Sebagai wilayah dengan 20 kecamatan dan 328 desa/kelurahan, Tuban memiliki aktivitas ekonomi yang cepat bergerak. Setiap kenaikan permintaan langsung berdampak pada harga barang, mulai dari beras, gula, cabai, hingga produk harian lain. Hal ini sebenarnya wajar secara mekanisme pasar.
Namun ada masalah lain yang sering luput dari perhatian publik: penurunan kualitas barang di tengah kenaikan harga.
Saat kebutuhan meningkat, beberapa pedagang terlihat mulai mengurangi standar kualitas.

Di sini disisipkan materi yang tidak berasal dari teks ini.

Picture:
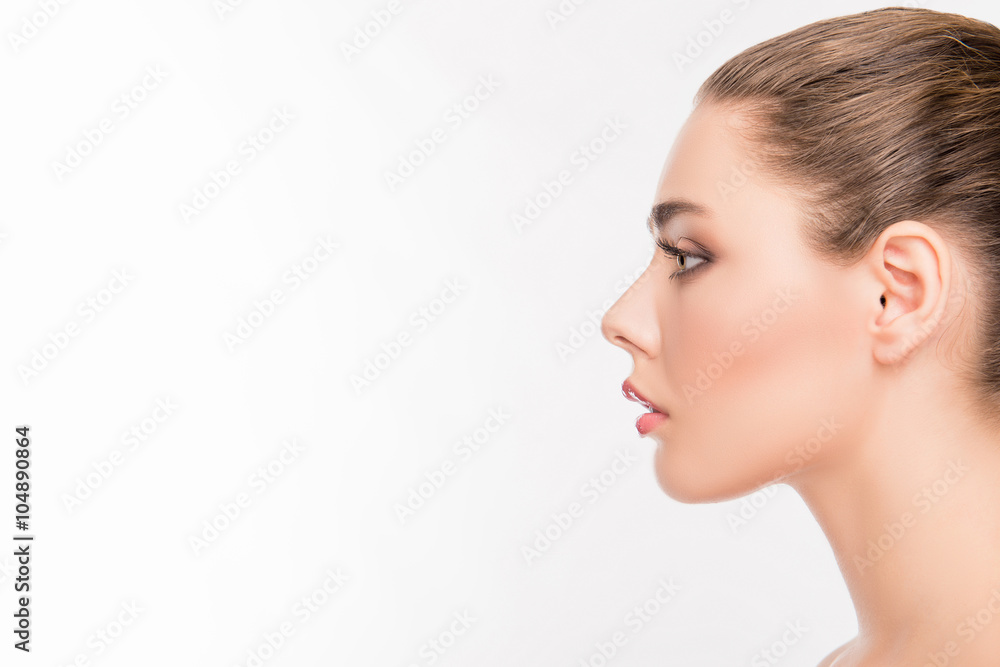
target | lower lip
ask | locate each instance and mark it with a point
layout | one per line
(649, 421)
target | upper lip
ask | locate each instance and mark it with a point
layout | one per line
(630, 392)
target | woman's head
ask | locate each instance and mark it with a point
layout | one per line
(848, 180)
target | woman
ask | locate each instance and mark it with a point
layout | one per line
(825, 313)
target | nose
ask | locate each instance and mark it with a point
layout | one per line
(631, 323)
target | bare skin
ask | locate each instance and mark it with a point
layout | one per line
(775, 366)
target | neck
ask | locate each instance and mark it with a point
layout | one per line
(911, 508)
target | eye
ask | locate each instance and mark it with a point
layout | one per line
(682, 257)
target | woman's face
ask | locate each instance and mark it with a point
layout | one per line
(757, 355)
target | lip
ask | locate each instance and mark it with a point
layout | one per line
(630, 392)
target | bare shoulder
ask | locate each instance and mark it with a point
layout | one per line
(829, 660)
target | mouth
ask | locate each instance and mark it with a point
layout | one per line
(630, 392)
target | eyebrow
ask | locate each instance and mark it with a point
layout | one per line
(663, 212)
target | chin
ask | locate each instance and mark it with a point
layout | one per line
(695, 486)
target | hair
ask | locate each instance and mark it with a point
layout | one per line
(879, 117)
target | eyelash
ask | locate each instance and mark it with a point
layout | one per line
(674, 251)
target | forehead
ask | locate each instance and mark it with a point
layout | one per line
(707, 160)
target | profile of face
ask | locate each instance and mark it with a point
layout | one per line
(753, 346)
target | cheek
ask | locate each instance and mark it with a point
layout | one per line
(753, 376)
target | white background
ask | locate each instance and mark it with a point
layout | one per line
(124, 537)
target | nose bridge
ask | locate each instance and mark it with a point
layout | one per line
(631, 321)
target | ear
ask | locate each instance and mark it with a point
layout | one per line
(911, 264)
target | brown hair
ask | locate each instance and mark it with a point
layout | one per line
(884, 116)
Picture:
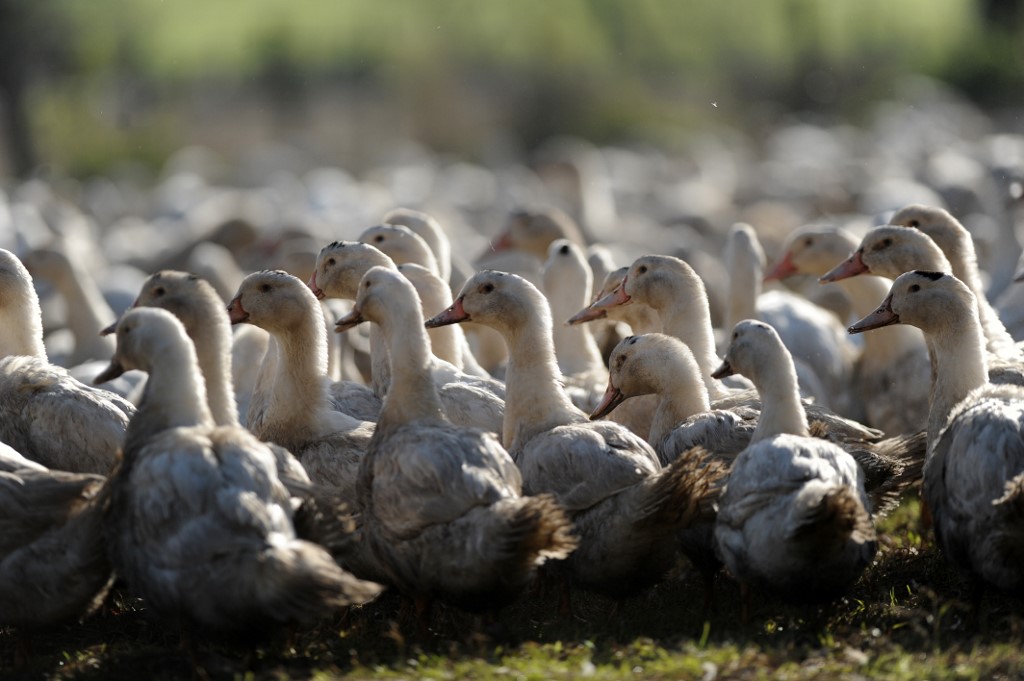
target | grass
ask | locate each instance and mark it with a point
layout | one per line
(908, 618)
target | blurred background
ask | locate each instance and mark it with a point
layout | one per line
(113, 86)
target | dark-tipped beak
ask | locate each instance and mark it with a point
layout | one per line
(350, 321)
(315, 289)
(724, 371)
(454, 314)
(587, 314)
(782, 268)
(236, 311)
(113, 371)
(883, 316)
(616, 297)
(612, 398)
(850, 267)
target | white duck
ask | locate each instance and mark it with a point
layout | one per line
(446, 343)
(626, 507)
(292, 407)
(890, 251)
(974, 476)
(468, 400)
(441, 506)
(45, 414)
(822, 352)
(199, 524)
(53, 563)
(636, 414)
(957, 246)
(198, 305)
(567, 281)
(893, 371)
(794, 518)
(675, 291)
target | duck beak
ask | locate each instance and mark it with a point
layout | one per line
(315, 289)
(883, 316)
(724, 371)
(113, 371)
(236, 311)
(588, 313)
(350, 321)
(613, 299)
(612, 398)
(850, 267)
(782, 268)
(454, 314)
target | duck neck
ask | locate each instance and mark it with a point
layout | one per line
(961, 366)
(964, 260)
(299, 391)
(412, 395)
(688, 318)
(175, 392)
(445, 344)
(744, 289)
(213, 348)
(535, 400)
(781, 410)
(681, 394)
(87, 310)
(380, 364)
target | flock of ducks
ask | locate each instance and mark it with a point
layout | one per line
(464, 433)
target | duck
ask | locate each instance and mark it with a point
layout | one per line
(53, 564)
(42, 407)
(626, 507)
(87, 309)
(820, 348)
(638, 413)
(291, 406)
(430, 230)
(892, 373)
(660, 366)
(468, 400)
(974, 475)
(957, 246)
(672, 288)
(200, 308)
(567, 281)
(446, 343)
(199, 523)
(441, 505)
(795, 518)
(892, 250)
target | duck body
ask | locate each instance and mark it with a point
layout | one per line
(53, 563)
(199, 522)
(792, 518)
(442, 511)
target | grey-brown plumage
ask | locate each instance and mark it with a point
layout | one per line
(442, 510)
(199, 522)
(45, 414)
(53, 563)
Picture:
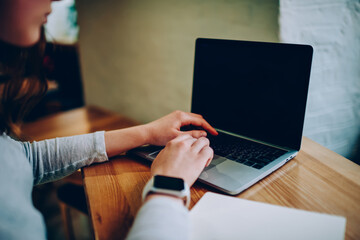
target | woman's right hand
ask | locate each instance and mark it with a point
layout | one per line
(183, 157)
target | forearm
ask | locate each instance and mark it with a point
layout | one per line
(122, 140)
(55, 158)
(161, 218)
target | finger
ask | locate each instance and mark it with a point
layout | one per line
(208, 154)
(199, 144)
(196, 115)
(195, 133)
(200, 122)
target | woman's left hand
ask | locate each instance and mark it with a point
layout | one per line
(165, 129)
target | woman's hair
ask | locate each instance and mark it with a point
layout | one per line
(22, 83)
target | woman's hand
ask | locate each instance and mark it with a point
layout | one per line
(183, 157)
(161, 131)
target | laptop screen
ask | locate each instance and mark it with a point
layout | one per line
(254, 89)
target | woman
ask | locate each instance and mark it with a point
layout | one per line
(23, 164)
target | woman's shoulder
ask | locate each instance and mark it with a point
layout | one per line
(10, 148)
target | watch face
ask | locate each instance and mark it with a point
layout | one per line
(176, 184)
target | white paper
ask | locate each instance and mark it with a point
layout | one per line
(217, 216)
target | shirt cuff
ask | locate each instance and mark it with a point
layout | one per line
(99, 146)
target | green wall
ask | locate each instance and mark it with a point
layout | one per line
(137, 56)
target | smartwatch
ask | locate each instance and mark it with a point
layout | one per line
(176, 187)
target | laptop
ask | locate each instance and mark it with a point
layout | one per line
(254, 94)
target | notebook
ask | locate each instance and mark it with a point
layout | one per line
(217, 216)
(254, 94)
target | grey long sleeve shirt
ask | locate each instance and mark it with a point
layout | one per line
(24, 164)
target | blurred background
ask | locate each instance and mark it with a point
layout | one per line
(136, 57)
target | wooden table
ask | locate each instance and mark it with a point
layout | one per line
(317, 179)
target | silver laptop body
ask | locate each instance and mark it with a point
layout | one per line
(254, 93)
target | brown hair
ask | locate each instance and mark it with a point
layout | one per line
(22, 83)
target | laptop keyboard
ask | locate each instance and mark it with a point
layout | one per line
(243, 151)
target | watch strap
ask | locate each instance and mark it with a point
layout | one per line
(184, 194)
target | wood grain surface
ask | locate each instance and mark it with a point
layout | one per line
(316, 180)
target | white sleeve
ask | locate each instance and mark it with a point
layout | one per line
(161, 218)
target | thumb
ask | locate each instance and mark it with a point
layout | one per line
(195, 133)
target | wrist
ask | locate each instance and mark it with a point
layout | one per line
(147, 130)
(168, 186)
(161, 195)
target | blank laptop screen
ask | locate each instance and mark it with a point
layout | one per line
(254, 89)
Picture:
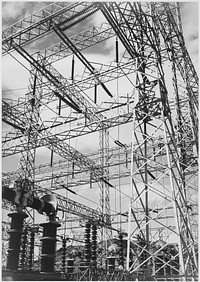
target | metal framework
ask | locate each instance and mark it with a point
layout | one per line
(138, 110)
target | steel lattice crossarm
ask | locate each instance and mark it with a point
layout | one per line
(83, 40)
(40, 23)
(59, 147)
(11, 144)
(69, 206)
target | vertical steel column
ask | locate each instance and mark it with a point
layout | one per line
(87, 244)
(94, 247)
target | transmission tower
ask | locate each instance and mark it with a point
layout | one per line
(136, 108)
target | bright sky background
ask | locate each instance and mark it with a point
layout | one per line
(14, 76)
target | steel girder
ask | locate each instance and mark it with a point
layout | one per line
(40, 23)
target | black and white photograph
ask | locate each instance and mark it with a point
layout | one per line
(99, 144)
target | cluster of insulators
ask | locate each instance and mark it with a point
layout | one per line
(90, 245)
(16, 231)
(48, 246)
(87, 244)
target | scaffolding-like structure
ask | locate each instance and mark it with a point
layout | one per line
(114, 104)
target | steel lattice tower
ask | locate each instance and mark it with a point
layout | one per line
(148, 92)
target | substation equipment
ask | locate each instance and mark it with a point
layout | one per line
(138, 97)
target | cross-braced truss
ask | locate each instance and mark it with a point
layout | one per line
(129, 93)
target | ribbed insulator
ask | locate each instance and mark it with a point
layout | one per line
(23, 248)
(31, 249)
(111, 263)
(70, 266)
(87, 243)
(121, 256)
(17, 220)
(63, 253)
(48, 246)
(94, 246)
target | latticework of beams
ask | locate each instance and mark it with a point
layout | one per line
(143, 102)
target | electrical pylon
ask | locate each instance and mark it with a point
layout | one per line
(161, 105)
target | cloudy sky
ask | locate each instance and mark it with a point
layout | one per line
(15, 76)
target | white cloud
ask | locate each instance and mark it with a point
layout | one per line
(189, 13)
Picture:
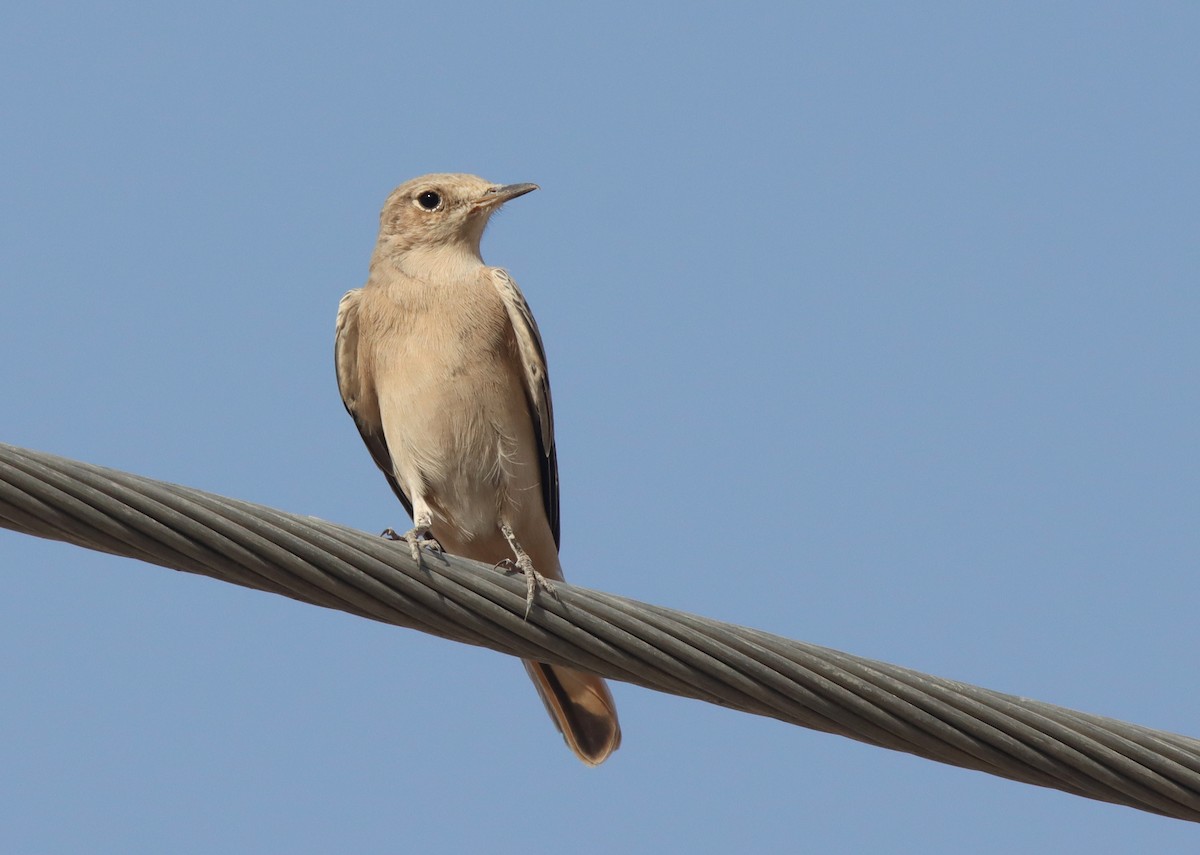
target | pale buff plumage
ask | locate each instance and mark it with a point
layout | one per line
(442, 366)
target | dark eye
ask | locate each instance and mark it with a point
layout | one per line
(429, 199)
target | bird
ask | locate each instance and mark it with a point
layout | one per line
(441, 364)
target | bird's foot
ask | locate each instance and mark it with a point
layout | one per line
(415, 538)
(534, 580)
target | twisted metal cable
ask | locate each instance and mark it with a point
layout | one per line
(744, 669)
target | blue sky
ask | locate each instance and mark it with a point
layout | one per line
(869, 324)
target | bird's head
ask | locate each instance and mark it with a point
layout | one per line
(441, 213)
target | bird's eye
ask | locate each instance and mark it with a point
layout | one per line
(429, 201)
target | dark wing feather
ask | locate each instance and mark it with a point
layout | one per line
(537, 387)
(358, 390)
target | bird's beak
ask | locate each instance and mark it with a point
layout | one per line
(495, 197)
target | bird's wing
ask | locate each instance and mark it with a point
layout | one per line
(537, 387)
(358, 389)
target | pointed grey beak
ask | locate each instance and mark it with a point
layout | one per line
(503, 192)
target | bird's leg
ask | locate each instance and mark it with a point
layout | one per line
(523, 564)
(418, 536)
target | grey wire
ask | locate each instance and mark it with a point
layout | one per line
(331, 566)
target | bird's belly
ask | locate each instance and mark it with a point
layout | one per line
(461, 436)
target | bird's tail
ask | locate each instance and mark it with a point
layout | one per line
(582, 709)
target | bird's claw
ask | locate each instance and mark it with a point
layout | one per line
(534, 580)
(415, 538)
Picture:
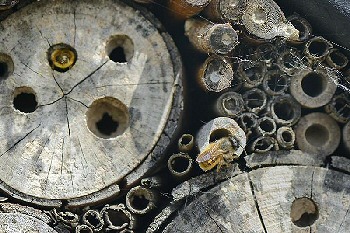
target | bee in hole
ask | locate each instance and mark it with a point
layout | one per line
(218, 153)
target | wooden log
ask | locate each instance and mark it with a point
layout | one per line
(76, 132)
(271, 199)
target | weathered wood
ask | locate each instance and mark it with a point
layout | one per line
(57, 150)
(269, 200)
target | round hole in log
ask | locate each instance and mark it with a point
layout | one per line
(107, 117)
(317, 135)
(313, 84)
(6, 66)
(25, 99)
(62, 57)
(304, 212)
(120, 48)
(219, 133)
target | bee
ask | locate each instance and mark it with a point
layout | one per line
(218, 153)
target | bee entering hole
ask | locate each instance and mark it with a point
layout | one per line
(107, 117)
(304, 212)
(218, 134)
(313, 84)
(25, 100)
(120, 48)
(62, 57)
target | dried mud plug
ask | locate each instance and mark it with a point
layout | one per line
(211, 38)
(265, 19)
(317, 133)
(220, 141)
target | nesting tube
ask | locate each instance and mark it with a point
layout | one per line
(317, 48)
(215, 74)
(264, 19)
(93, 219)
(275, 82)
(337, 59)
(141, 200)
(312, 88)
(180, 166)
(263, 144)
(117, 217)
(225, 10)
(211, 38)
(83, 229)
(285, 110)
(186, 143)
(251, 73)
(184, 9)
(303, 26)
(266, 126)
(285, 137)
(339, 108)
(229, 104)
(247, 121)
(255, 100)
(317, 133)
(218, 128)
(346, 136)
(290, 61)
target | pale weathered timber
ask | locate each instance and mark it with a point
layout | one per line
(273, 199)
(16, 218)
(127, 74)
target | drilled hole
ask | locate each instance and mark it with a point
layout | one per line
(107, 117)
(218, 134)
(118, 218)
(317, 135)
(313, 84)
(304, 212)
(62, 57)
(25, 99)
(284, 110)
(120, 48)
(318, 48)
(180, 164)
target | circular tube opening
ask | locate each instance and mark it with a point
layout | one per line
(304, 212)
(62, 57)
(313, 84)
(120, 48)
(107, 117)
(25, 99)
(317, 135)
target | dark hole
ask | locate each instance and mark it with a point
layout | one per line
(3, 69)
(254, 100)
(180, 164)
(318, 48)
(140, 202)
(25, 102)
(117, 218)
(304, 212)
(276, 83)
(118, 55)
(107, 125)
(313, 84)
(283, 110)
(218, 133)
(93, 220)
(337, 59)
(266, 125)
(287, 136)
(185, 140)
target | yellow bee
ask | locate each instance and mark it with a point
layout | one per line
(218, 153)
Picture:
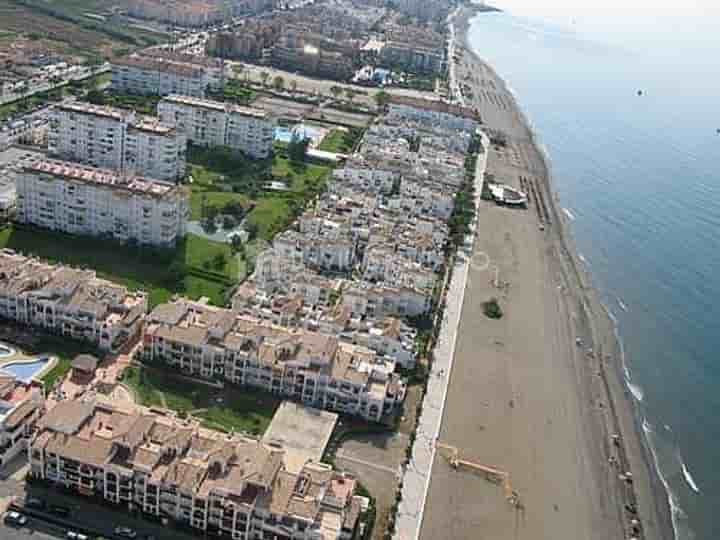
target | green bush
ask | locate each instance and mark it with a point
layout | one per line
(492, 309)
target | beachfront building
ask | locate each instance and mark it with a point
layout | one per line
(78, 199)
(432, 112)
(68, 301)
(229, 485)
(376, 301)
(213, 123)
(145, 75)
(314, 368)
(117, 139)
(20, 405)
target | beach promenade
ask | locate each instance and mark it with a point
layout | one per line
(416, 475)
(535, 394)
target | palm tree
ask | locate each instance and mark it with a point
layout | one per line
(279, 83)
(335, 91)
(381, 98)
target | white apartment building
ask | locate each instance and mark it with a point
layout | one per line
(377, 301)
(432, 112)
(230, 485)
(20, 405)
(212, 123)
(311, 367)
(155, 150)
(156, 76)
(116, 139)
(68, 301)
(78, 199)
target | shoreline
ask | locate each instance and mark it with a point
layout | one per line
(623, 414)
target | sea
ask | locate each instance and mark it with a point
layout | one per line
(623, 96)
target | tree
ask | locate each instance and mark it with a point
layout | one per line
(175, 275)
(335, 90)
(251, 228)
(219, 261)
(297, 148)
(350, 93)
(279, 83)
(96, 97)
(381, 98)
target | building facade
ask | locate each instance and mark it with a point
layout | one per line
(161, 77)
(116, 139)
(68, 301)
(212, 123)
(229, 485)
(20, 405)
(78, 199)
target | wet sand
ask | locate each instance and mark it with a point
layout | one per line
(524, 396)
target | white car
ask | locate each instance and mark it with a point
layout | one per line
(15, 518)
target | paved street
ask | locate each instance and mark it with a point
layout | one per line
(416, 479)
(90, 517)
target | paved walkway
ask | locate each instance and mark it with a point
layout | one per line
(416, 476)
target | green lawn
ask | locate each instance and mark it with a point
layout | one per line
(337, 140)
(222, 176)
(140, 104)
(228, 409)
(235, 92)
(189, 269)
(205, 186)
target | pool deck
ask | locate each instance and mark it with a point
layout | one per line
(19, 357)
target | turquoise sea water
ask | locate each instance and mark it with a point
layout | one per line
(638, 176)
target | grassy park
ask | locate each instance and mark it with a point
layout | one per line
(196, 268)
(221, 177)
(340, 140)
(227, 409)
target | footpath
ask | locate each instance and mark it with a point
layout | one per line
(416, 474)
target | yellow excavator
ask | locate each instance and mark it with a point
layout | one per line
(496, 476)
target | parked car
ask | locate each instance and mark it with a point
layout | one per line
(125, 532)
(15, 518)
(62, 511)
(35, 502)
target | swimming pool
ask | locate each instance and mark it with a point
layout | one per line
(25, 371)
(284, 134)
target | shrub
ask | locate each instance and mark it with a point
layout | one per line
(492, 309)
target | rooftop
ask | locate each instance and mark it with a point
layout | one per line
(102, 177)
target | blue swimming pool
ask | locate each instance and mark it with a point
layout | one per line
(25, 371)
(284, 134)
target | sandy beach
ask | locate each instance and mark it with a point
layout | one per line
(539, 393)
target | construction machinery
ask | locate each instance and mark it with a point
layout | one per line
(492, 474)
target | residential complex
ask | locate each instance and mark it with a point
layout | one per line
(230, 485)
(79, 199)
(312, 367)
(163, 74)
(20, 405)
(363, 262)
(68, 301)
(119, 140)
(213, 123)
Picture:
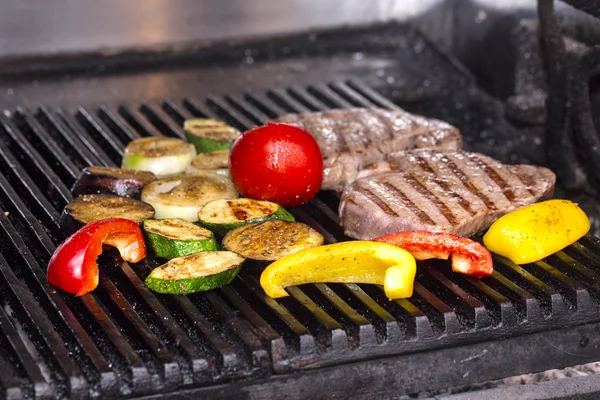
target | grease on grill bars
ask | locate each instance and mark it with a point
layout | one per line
(125, 340)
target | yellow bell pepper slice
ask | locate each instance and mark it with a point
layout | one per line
(346, 262)
(534, 232)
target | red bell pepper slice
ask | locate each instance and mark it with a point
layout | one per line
(468, 256)
(73, 267)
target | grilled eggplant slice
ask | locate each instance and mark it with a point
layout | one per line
(196, 272)
(183, 196)
(221, 216)
(216, 161)
(271, 240)
(109, 180)
(94, 207)
(161, 156)
(172, 238)
(209, 134)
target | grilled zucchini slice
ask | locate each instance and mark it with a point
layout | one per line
(172, 238)
(221, 216)
(196, 272)
(209, 134)
(271, 240)
(94, 207)
(110, 180)
(161, 156)
(216, 161)
(183, 196)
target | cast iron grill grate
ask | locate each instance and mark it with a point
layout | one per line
(124, 340)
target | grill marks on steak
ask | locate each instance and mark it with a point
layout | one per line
(438, 190)
(351, 139)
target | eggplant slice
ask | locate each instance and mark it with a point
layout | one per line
(94, 207)
(110, 180)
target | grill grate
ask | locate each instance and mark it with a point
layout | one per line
(124, 340)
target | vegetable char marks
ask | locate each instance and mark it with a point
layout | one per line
(351, 139)
(437, 190)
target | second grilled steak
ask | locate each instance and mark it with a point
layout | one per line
(438, 190)
(353, 138)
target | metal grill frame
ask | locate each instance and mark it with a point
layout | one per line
(124, 340)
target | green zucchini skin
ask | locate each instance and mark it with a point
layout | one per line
(209, 135)
(170, 244)
(204, 145)
(195, 273)
(192, 285)
(222, 228)
(169, 248)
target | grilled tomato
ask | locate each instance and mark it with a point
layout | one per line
(277, 162)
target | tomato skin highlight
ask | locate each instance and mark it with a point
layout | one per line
(73, 266)
(277, 162)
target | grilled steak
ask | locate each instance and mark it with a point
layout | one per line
(351, 139)
(438, 190)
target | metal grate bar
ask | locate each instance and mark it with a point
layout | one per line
(323, 325)
(56, 308)
(328, 96)
(170, 371)
(371, 95)
(227, 357)
(302, 96)
(137, 372)
(384, 321)
(227, 113)
(255, 351)
(36, 324)
(287, 101)
(117, 124)
(350, 95)
(70, 143)
(443, 318)
(157, 117)
(137, 121)
(359, 326)
(256, 322)
(102, 136)
(47, 147)
(180, 338)
(124, 340)
(301, 336)
(71, 131)
(47, 180)
(549, 299)
(265, 104)
(177, 114)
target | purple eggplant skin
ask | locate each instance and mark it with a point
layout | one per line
(110, 180)
(93, 207)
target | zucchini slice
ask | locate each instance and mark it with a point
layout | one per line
(161, 156)
(209, 134)
(109, 180)
(223, 215)
(94, 207)
(183, 196)
(196, 272)
(271, 240)
(216, 161)
(172, 238)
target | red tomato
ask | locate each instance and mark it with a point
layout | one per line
(277, 162)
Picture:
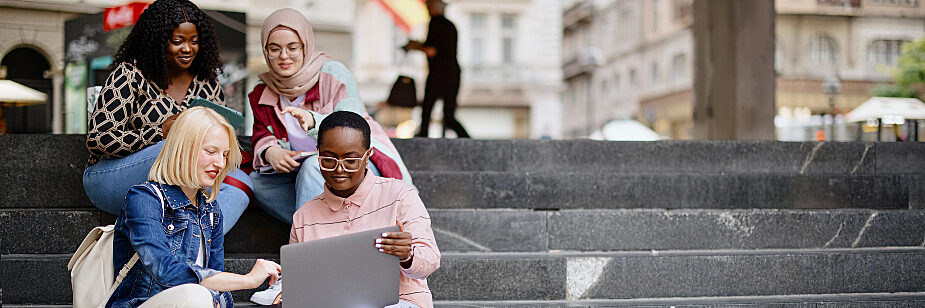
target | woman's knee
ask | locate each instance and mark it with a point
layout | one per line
(189, 295)
(194, 295)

Sayur layu tetap dipasarkan sebagai segar, daging kualitas campuran dijual setara premium, hingga produk mendekati kedaluwarsa masih dipajang tanpa informasi yang jelas. Situasi ini merugikan masyarakat dan dapat mengancam keselamatan pangan.
Padahal Tuban memiliki potensi pertanian, perikanan, dan distribusi pangan yang besar. Dengan jalur Pantura yang menjadi nadi ekonomi daerah, seharusnya kualitas barang tetap terjaga meskipun permintaan meningkat. Yang sering terjadi justru sebaliknya: kualitas diabaikan, harga dinaikkan.
Inilah momen ketika konsumen Tuban harus mengambil peran sebagai pengawas aktif.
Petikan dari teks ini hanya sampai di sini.